Hanke Michael, Pestilli Franco, Wagner Adina S, Markiewicz Christopher J, Poline Jean-Baptiste, Halchenko Yaroslav O
Institute of Neuroscience and Medicine Brain & Behavior (INM-7), Research Center Jülich, Wilhelm-Johnen-Straße, 52425 Jülich, Germany; and Institute of Systems Neuroscience, Medical Faculty, Heinrich Heine University, 40225 Düsseldorf, Germany.

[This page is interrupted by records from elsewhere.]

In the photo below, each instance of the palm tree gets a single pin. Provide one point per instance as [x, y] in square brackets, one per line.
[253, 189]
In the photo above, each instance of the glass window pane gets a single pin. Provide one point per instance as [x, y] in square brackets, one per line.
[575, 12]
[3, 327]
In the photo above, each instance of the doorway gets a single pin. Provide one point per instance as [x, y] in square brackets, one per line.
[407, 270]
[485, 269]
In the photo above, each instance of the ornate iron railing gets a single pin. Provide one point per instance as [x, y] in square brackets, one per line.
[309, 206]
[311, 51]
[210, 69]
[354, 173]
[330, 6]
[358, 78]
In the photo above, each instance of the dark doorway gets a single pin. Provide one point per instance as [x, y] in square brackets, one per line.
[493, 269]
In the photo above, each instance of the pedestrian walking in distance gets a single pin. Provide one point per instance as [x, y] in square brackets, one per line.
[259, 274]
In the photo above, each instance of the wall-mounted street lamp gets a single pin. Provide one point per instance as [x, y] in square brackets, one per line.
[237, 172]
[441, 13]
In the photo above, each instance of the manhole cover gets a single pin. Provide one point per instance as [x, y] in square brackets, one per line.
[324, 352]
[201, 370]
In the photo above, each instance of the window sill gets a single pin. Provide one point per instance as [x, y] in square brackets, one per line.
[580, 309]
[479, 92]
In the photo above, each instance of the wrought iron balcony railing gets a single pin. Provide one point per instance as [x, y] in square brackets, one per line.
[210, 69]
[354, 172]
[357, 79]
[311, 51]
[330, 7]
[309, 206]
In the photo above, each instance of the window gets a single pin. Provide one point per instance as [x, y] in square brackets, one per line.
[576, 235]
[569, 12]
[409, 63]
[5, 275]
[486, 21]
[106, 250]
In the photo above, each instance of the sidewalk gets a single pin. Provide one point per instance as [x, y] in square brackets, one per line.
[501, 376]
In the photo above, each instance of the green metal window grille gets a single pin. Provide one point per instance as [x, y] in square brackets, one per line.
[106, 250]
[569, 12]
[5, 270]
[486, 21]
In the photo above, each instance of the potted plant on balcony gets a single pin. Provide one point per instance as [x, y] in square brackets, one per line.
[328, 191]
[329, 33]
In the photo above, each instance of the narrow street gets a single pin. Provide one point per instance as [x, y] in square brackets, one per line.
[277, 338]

Department of Psychology, The University of Texas at Austin, 108 E Dean Keeton St, Austin, TX 78712, TX, USA.
Neuroforum. 2021;27(1):17-25. doi: 10.1515/nf-2020-0037. Epub 2021 Jan 11.
Decentralized research data management (dRDM) systems handle digital research objects across participating nodes without critically relying on central services. We present four perspectives in defense of dRDM, illustrating that, in contrast to centralized or federated research data management solutions, a dRDM system based on heterogeneous but interoperable components can offer a sustainable, resilient, inclusive, and adaptive infrastructure for scientific stakeholders: An individual scientist or laboratory, a research institute, a domain data archive or cloud computing platform, and a collaborative multisite consortium. All perspectives share the use of a common, self-contained, portable data structure as an abstraction from current technology and service choices. In conjunction, the four perspectives review how varying requirements of independent scientific stakeholders can be addressed by a scalable, uniform dRDM solution and present a working system as an exemplary implementation.
去中心化研究数据管理(dRDM)系统在参与节点间处理数字研究对象,而无需严重依赖中央服务。我们提出支持dRDM的四个观点,说明与集中式或联合式研究数据管理解决方案不同,基于异构但可互操作组件的dRDM系统可为科学利益相关者提供可持续、有弹性、包容且适应性强的基础设施,这些利益相关者包括:个体科学家或实验室、研究机构、领域数据存档库或云计算平台以及协作式多站点联盟。所有观点都共享使用一种通用、自包含、便携式数据结构,作为从当前技术和服务选择中抽象出来的内容。同时,这四个观点审视了可扩展、统一的dRDM解决方案如何满足独立科学利益相关者的不同需求,并展示了一个工作系统作为示例性实现。